The naming of the script is important, we want our routes in place before other scripts in the /etc/network/if-up.d directory are executed, the order in which they are executed is alphabetical.

Hosts

Change the hosts file so that it does not list the node's hostname, otherwise this would confuse nodes that are cloned from this image.

127.0.0.1       localhost

# The following lines are desirable for IPv6 capable hosts
::1     localhost ip6-localhost ip6-loopback
fe00::0 ip6-localnet
ff00::0 ip6-mcastprefix
ff02::1 ip6-allnodes
ff02::2 ip6-allrouters

Ganglia

Install the ganglia-monitor package.

Configure ganglia monitor by editing /etc/ganglia/gmond.conf so that it contains:

cluster {
  name = "HCL Cluster"
  owner = "University College Dublin"
  latlong = "unspecified"
  url = "http://hcl.ucd.ie/"
}

And ...

/* Feel free to specify as many udp_send_channels as you like.  Gmond
   used to only support having a single channel */
udp_send_channel {
  mcast_join = 239.2.11.72
  port = 8649
  ttl = 1
}

/* You can specify as many udp_recv_channels as you like as well. */
udp_recv_channel {
  mcast_join = 239.2.11.72
  port = 8649
  bind = 239.2.11.72
}

After all packages are complete execute:

service ganglia-monitor restart

NIS Client

Install nis package. Set /etc/defaultdomain to contain heterogeneous.ucd.ie Make sure the NIS Server has an entry in /etc/hosts, this is because DNS may not be active when the NIS client is starting and we want to ensure that it connects to the server successful.
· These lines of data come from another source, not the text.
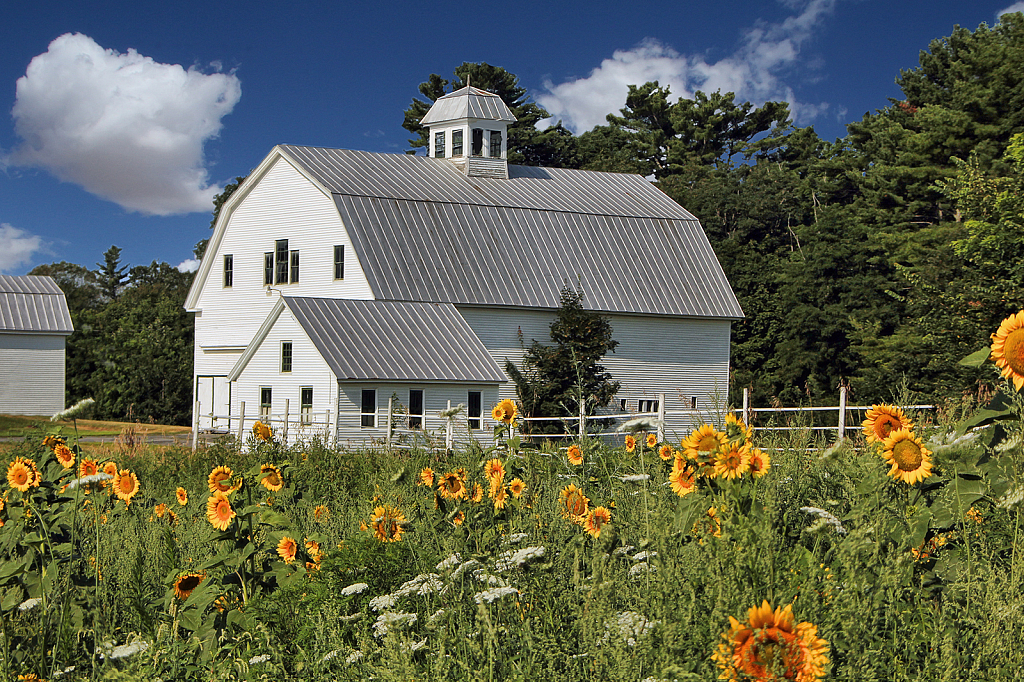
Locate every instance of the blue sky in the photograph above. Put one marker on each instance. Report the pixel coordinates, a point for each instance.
(123, 119)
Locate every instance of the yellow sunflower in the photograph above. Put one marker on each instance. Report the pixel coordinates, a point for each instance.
(184, 585)
(218, 511)
(597, 518)
(387, 523)
(882, 420)
(287, 549)
(220, 479)
(270, 477)
(1008, 348)
(910, 461)
(770, 645)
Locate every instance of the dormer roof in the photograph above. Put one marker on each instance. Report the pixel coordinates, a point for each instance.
(469, 102)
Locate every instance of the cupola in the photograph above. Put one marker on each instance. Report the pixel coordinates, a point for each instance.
(469, 127)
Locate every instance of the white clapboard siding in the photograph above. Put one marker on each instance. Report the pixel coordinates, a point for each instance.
(32, 374)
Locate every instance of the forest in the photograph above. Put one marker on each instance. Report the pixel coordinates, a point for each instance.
(875, 261)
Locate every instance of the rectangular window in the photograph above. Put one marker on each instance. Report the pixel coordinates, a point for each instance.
(286, 355)
(339, 262)
(369, 409)
(416, 409)
(474, 410)
(306, 405)
(282, 261)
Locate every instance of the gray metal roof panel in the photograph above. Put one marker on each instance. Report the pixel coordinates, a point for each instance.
(33, 304)
(394, 341)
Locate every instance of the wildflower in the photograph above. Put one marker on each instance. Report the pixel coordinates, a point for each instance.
(882, 420)
(270, 477)
(910, 461)
(771, 645)
(218, 511)
(184, 585)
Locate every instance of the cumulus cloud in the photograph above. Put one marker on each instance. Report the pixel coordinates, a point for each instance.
(16, 247)
(754, 72)
(122, 126)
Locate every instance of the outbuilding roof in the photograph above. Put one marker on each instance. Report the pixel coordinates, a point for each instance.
(33, 304)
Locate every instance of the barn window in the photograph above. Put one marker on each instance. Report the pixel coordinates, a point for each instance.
(369, 409)
(415, 408)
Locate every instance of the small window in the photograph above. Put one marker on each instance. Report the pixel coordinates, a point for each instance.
(286, 355)
(339, 262)
(369, 409)
(416, 409)
(282, 261)
(306, 405)
(474, 410)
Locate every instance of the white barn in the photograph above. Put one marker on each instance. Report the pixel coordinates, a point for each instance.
(336, 280)
(34, 325)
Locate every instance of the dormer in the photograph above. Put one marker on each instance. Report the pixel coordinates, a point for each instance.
(469, 127)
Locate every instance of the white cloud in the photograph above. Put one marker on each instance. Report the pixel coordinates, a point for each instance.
(189, 265)
(16, 247)
(122, 126)
(753, 72)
192.168.21.254   heterogeneous.ucd.ie heterogeneous

Make sure the file /etc/nsswitch.conf contains:

passwd:         compat
group:          compat
shadow:         compat

Append to the file: /etc/passwd the line +:::::: Append to the file: /etc/group the line +::: Append to the file: /etc/shadow the line +::::::::

Edit /etc/yp.conf (this wasn't need before, it is now with raid server)

ypserver 192.168.20.254

Start the nis service:

service nis start

Check that nis is operating correctly by running the following command:

ypcat passwd

NFS

apt-get install nfs-common portmap

Add the line to /etc/fstab

192.168.20.254:/home	/home			nfs	soft,retrans=6		0 0

Set in /etc/default/nfs-common (this wasn't need before, it is now with raid server)

NEED_IDMAPD=yes

Then:

service nfs-common restart
mount /home

Torque PBS

First install PBS on headnode explained here. Then:

./torque-package-mom-linux-i686.sh --install
./torque-package-clients-linux-i686.sh --install
update-rc.d pbs_mom defaults
service pbs_mom start

NTP

Install NTP software:

apt-get install ntp

Edit configuration and make server heterogeneous.ucd.ie the sole server entry. Comment out any other servers. Restart the NTP service.

Complications

Hostnames

Debian does not pull the hostname from the DHCP Server. Without intervention cloned nodes will keep the hostname stored on the image of the root node. A bug describing the setting of a hostname via DHCP is described here

The solution we will use is to add the file /etc/dhcp3/dhclient-exit-hooks.d/hostname with the contents:

if [[ -n $new_host_name ]]; then
  echo "$new_host_name" > /etc/hostname
  /bin/hostname $new_host_name
fi

The effect of this is to set the hostname of the machine after an interface is configured using dhclient (DHCP Client). Note, the hostname of the machine will be set by the last interface that is configured via DHCP, in the current configuration that will be eth0. If an interface is reconfigured using dhclient, the hostname will be reset to the name belonging to that interface.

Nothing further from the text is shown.